Purpose

There is a relationship between the number of words (and the number of characters) in the source language and the target language. If this relationship can be established and captured in yet another model, such a model can be helpful in at least two ways:

For training: Validate the alignment of two sentences (in a training example) by comparing their word size and/or character size
For inference: Validate the word size and/or character size of a translated/proofread sentence

In this notebook we will continue to discover models for each language and to evaluate its use in the above roles.

Dataset and Variables

The dataset used in this notebook contains the following features:

m_descriptor: Unique identifier of a document
t_lan_E: Language of the translation (English is also considered a translation)
t_version: Version of a translation
s_rsen: Number of a sentence within a document
c_id: Database primary key of a contribution
e_content_E: Text content of an English contribution
chars_E: Number of characters in an English contribution
words_E: Number of words in an English contribution
t_lan_V: Language of the translation
e_top: N/A
be_top: N/A
c_created_at: Creation time of a contribution
c_kind: Kind of a contribution
c_base: N/A
a_role: N/A
u_name: N/A
e_content_V: Text content of a translated contribution
chars_V: Number of characters in a translated contribution
words_V: Number of words in a translated contribution

Setup the Environment

from pathlib import Path
import pandas as pd
%matplotlib inline

!python --version

Python 3.6.9

PATH = Path(base_dir + './'); #PATH

import plotly.express as px

Language CHN

df = pd.read_csv(f'{PATH}/PredictTranslationWordAndCharCount/PredictTranslationWordAndCharCount_2-CHN-output.csv', sep='~')
df.loc[:5, df.columns.isin(['m_descriptor','t_lan_E','t_version','s_rsen','c_id','chars_E','words_E','t_lan_V','chars_V','words_V'])]

Characters

fig = px.scatter(data_frame=df, x='chars_E', y='chars_V', color='t_lan_V', 
                 title='Translation Characters vs English Characters', 
                 opacity=.5, 
                 hover_data=['m_descriptor','t_lan_V','s_rsen'], 
                 labels={'m_descriptor':'Descriptor','t_lan_V':'','s_rsen':'Sentence No'},
                 )
fig.show()

#outlier
pd.set_option('display.max_colwidth',20)
outdf = df[(df['m_descriptor']=='1960-0607') & (df['s_rsen']==909)]
outdf

pd.set_option('display.max_colwidth',1000)
print(outdf.loc[:,['e_content_E']].values[0][0])
print(outdf.loc[:,['e_content_V']].values[0][0])

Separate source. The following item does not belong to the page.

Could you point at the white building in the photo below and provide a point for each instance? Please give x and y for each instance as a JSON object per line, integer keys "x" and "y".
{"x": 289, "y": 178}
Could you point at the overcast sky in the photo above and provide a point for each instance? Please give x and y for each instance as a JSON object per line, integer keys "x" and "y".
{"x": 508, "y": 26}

Paul, out in the ocean, obeying the commandments of God.
他们上去等着，他们认出那是神，他们立刻行动起来。你知道结果是什么。他们像醉汉一样摇摇晃晃，他们说方言，他们……哦，这是你一生中听到的最可怕的打扮，直到人们说:“这些人都喝了新酒。”不…是保罗在海里。(现在注意)……保罗在海里顺从神的诫命。

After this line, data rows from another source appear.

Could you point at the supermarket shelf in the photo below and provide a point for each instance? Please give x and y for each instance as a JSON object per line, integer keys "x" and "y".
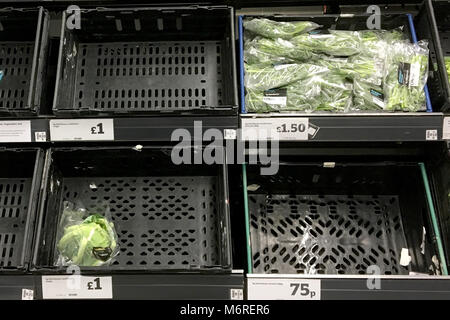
{"x": 391, "y": 287}
{"x": 11, "y": 286}
{"x": 360, "y": 128}
{"x": 139, "y": 286}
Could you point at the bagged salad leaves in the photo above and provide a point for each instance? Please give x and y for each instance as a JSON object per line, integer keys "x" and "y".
{"x": 262, "y": 77}
{"x": 276, "y": 29}
{"x": 406, "y": 75}
{"x": 85, "y": 238}
{"x": 332, "y": 70}
{"x": 331, "y": 42}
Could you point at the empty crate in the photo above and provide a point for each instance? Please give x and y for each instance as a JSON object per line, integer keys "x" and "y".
{"x": 148, "y": 59}
{"x": 20, "y": 177}
{"x": 308, "y": 219}
{"x": 168, "y": 217}
{"x": 23, "y": 50}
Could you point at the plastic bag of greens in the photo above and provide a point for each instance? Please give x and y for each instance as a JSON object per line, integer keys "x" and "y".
{"x": 275, "y": 51}
{"x": 85, "y": 238}
{"x": 276, "y": 29}
{"x": 406, "y": 75}
{"x": 263, "y": 77}
{"x": 367, "y": 96}
{"x": 331, "y": 42}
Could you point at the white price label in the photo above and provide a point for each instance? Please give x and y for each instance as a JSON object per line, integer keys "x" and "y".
{"x": 40, "y": 136}
{"x": 431, "y": 135}
{"x": 283, "y": 289}
{"x": 236, "y": 294}
{"x": 275, "y": 129}
{"x": 230, "y": 134}
{"x": 27, "y": 294}
{"x": 76, "y": 287}
{"x": 15, "y": 131}
{"x": 82, "y": 130}
{"x": 446, "y": 129}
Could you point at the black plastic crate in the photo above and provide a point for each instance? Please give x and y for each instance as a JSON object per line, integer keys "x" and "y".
{"x": 23, "y": 58}
{"x": 434, "y": 24}
{"x": 354, "y": 21}
{"x": 148, "y": 60}
{"x": 309, "y": 219}
{"x": 20, "y": 177}
{"x": 168, "y": 217}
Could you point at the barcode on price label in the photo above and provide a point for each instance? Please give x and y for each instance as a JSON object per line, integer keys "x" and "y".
{"x": 431, "y": 135}
{"x": 76, "y": 287}
{"x": 82, "y": 130}
{"x": 282, "y": 129}
{"x": 236, "y": 294}
{"x": 27, "y": 294}
{"x": 283, "y": 289}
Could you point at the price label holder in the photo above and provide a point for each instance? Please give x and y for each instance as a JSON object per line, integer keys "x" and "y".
{"x": 82, "y": 130}
{"x": 277, "y": 128}
{"x": 446, "y": 129}
{"x": 76, "y": 287}
{"x": 15, "y": 131}
{"x": 261, "y": 288}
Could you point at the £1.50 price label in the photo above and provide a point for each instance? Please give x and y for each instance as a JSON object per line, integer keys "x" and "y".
{"x": 293, "y": 128}
{"x": 283, "y": 289}
{"x": 82, "y": 130}
{"x": 76, "y": 287}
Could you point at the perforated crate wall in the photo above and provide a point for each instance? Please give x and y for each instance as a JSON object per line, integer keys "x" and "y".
{"x": 14, "y": 197}
{"x": 16, "y": 60}
{"x": 331, "y": 234}
{"x": 162, "y": 222}
{"x": 142, "y": 76}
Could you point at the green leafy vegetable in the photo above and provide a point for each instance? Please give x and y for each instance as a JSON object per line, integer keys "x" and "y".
{"x": 268, "y": 77}
{"x": 91, "y": 243}
{"x": 331, "y": 42}
{"x": 406, "y": 75}
{"x": 276, "y": 29}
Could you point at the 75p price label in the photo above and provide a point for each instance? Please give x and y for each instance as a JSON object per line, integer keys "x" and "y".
{"x": 283, "y": 289}
{"x": 82, "y": 130}
{"x": 76, "y": 287}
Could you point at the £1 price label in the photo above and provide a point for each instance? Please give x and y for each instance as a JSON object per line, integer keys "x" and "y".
{"x": 82, "y": 130}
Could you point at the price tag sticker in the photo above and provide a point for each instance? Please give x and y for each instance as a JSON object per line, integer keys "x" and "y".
{"x": 446, "y": 129}
{"x": 76, "y": 287}
{"x": 293, "y": 128}
{"x": 15, "y": 131}
{"x": 82, "y": 130}
{"x": 283, "y": 289}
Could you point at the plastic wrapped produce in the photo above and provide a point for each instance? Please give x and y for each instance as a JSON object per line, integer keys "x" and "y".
{"x": 268, "y": 77}
{"x": 276, "y": 29}
{"x": 85, "y": 239}
{"x": 405, "y": 76}
{"x": 331, "y": 42}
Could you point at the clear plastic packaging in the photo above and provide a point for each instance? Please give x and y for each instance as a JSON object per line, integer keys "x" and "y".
{"x": 331, "y": 42}
{"x": 406, "y": 74}
{"x": 85, "y": 238}
{"x": 276, "y": 29}
{"x": 259, "y": 77}
{"x": 319, "y": 93}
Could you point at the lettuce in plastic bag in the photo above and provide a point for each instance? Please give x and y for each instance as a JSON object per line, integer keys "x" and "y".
{"x": 276, "y": 29}
{"x": 331, "y": 42}
{"x": 259, "y": 77}
{"x": 406, "y": 75}
{"x": 85, "y": 241}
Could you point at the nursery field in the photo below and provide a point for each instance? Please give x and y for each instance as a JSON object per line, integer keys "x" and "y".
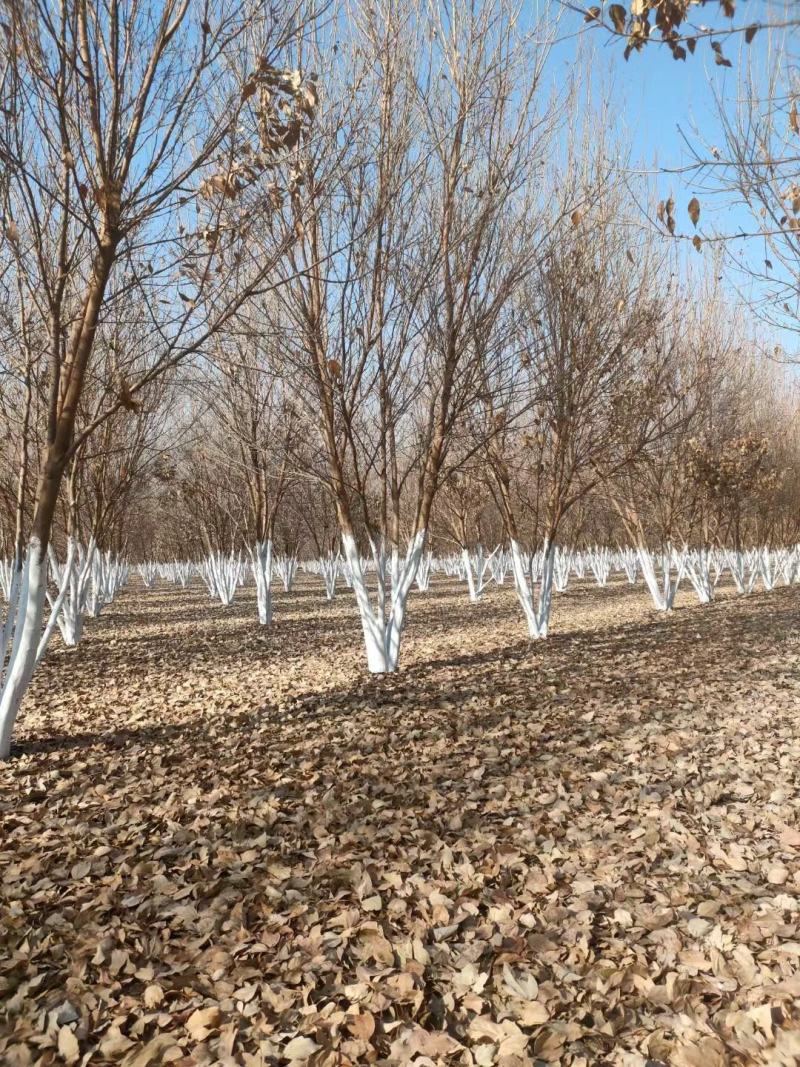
{"x": 224, "y": 843}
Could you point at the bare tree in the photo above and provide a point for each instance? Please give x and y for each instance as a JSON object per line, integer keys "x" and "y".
{"x": 134, "y": 159}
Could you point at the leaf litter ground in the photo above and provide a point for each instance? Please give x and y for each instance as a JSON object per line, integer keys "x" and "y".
{"x": 224, "y": 844}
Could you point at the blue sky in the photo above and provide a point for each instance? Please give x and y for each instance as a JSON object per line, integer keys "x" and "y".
{"x": 662, "y": 104}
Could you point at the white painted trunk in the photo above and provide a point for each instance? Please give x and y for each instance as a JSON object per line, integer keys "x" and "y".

This data-point is definitely an outlier.

df = df.drop(39218)

#outlier
pd.set_option('display.max_colwidth',20)
outdf = df[(df['m_descriptor']=='1955-1118') & (df['s_rsen']==359)]
outdf

pd.set_option('display.max_colwidth',1000)
print(outdf.loc[:,['e_content_E']].values[0][0])
print(outdf.loc[:,['e_content_V']].values[0][0])

I'll cut my hand tonight with a knife, and I'd fall down here dead, you'd take my body out, and embalm it, and let a doctors, the best in the world, come every day and give me a shot of penicillin, and put sulfa drug in it, and whatever they want to, sew it up, and embalm my body with a fluid and make me look natural for fifty years, in fifty years from now that knife cut would look just exactly like it was when it was cut in the first place.
我要是今晚用刀割我的手，而且我倒在这里死了，你就会把我的身体带出去并进行防腐处理。然后让一个世界上最好的医生，每天都来给我打一针青霉素并放一些磺胺类药物，不管他们想放什么。把被刀切割的伤口缝好，然后用一种溶液来给我的身体防腐，使我在未来五十年里看起来像活人一样。但从现在开始的五十年里，被刀切割的切口看起来会和刚刚被切伤时是一样的。

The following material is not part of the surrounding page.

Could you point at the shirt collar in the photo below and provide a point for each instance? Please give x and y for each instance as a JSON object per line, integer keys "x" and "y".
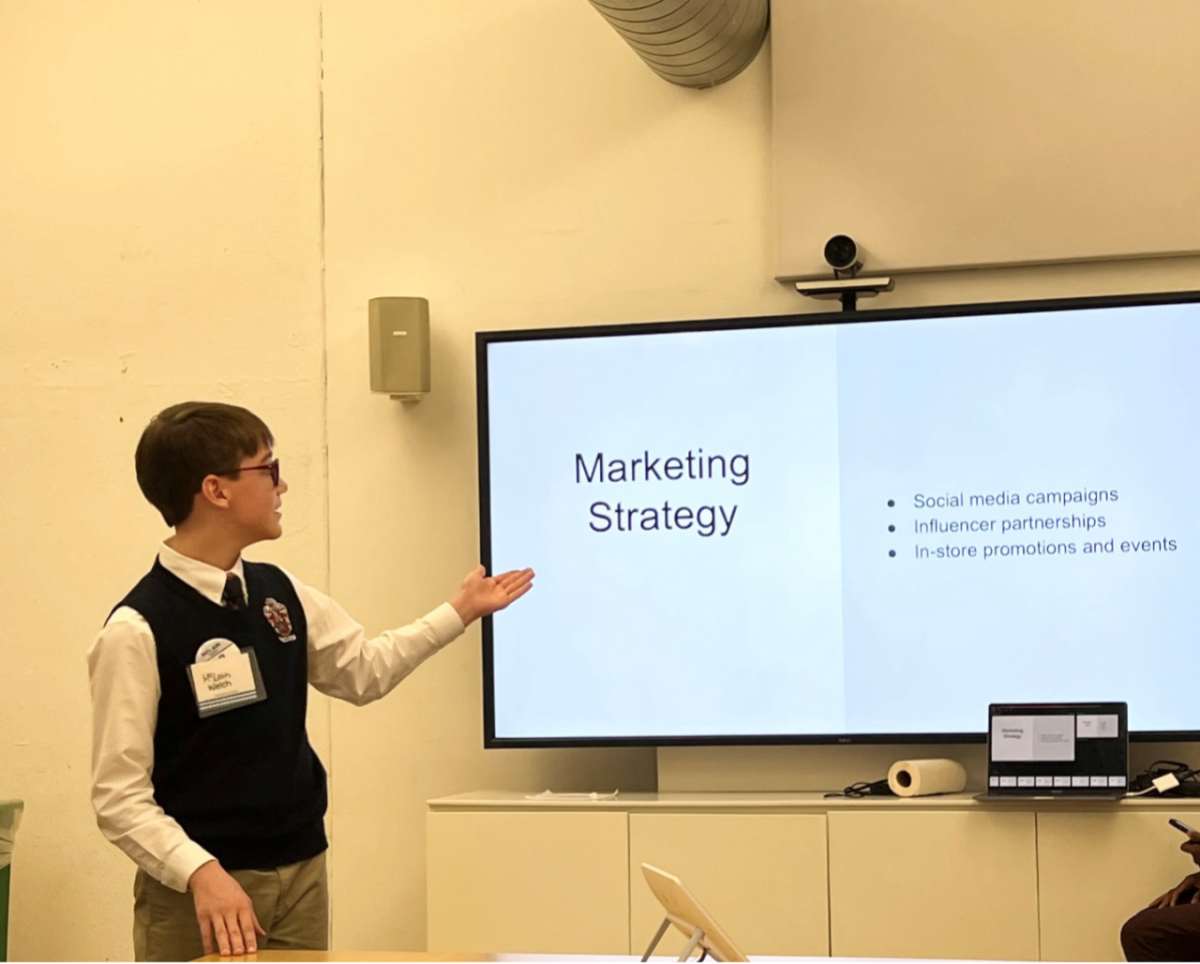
{"x": 208, "y": 580}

This data-point is definitely an outlier.

df = df.drop(19955)

Words

fig = px.scatter(data_frame=df, x='words_E', y='words_V', color='t_lan_V', 
                 title='Translation Words vs English Words', 
                 opacity=.5, 
                 hover_data=['m_descriptor','t_lan_V','s_rsen'], 
                 labels={'m_descriptor':'Descriptor','t_lan_V':'','s_rsen':'Sentence No'},
                )
fig.show()

df.to_csv (f'{PATH}/PredictTranslationWordAndCharCount/PredictTranslationWordAndCharCount_3-CHN-output.csv', sep='~', index = False, header=True)

Language FAS

df = pd.read_csv(f'{PATH}/PredictTranslationWordAndCharCount/PredictTranslationWordAndCharCount_2-FAS-output.csv', sep='~')
df.loc[:5, df.columns.isin(['m_descriptor','t_lan_E','t_version','s_rsen','c_id','chars_E','words_E','t_lan_V','chars_V','words_V'])]

Characters

fig = px.scatter(data_frame=df, x='chars_E', y='chars_V', color='t_lan_V', 
                 title='Translation Characters vs English Characters', 
                 opacity=.5, 
                 hover_data=['m_descriptor','t_lan_V','s_rsen'], 
                 labels={'m_descriptor':'Descriptor','t_lan_V':'','s_rsen':'Sentence No'},
                 )
fig.show()

#outlier
pd.set_option('display.max_colwidth',20)
outdf = df[(df['m_descriptor']=='1965-1031y') & (df['s_rsen']==575)]
outdf

pd.set_option('display.max_colwidth',1000)
print(outdf.loc[:,['e_content_E']].values[0][0])
print(outdf.loc[:,['e_content_V']].values[0][0])

When you get out of school, when you get away from, you need another leader, but let that be Jesus.
هنگامی که شما از مدرسه فارقلتحصیل شدید، وقتی که شما از جو راهنمایی کننده مدرسه دورمی شوید، آن موقع می باشد که شما به یک رهبری دیگری احتیاج دارید ، بگذارید آن راهنما در زندگی شما عیسی مسیح باشد.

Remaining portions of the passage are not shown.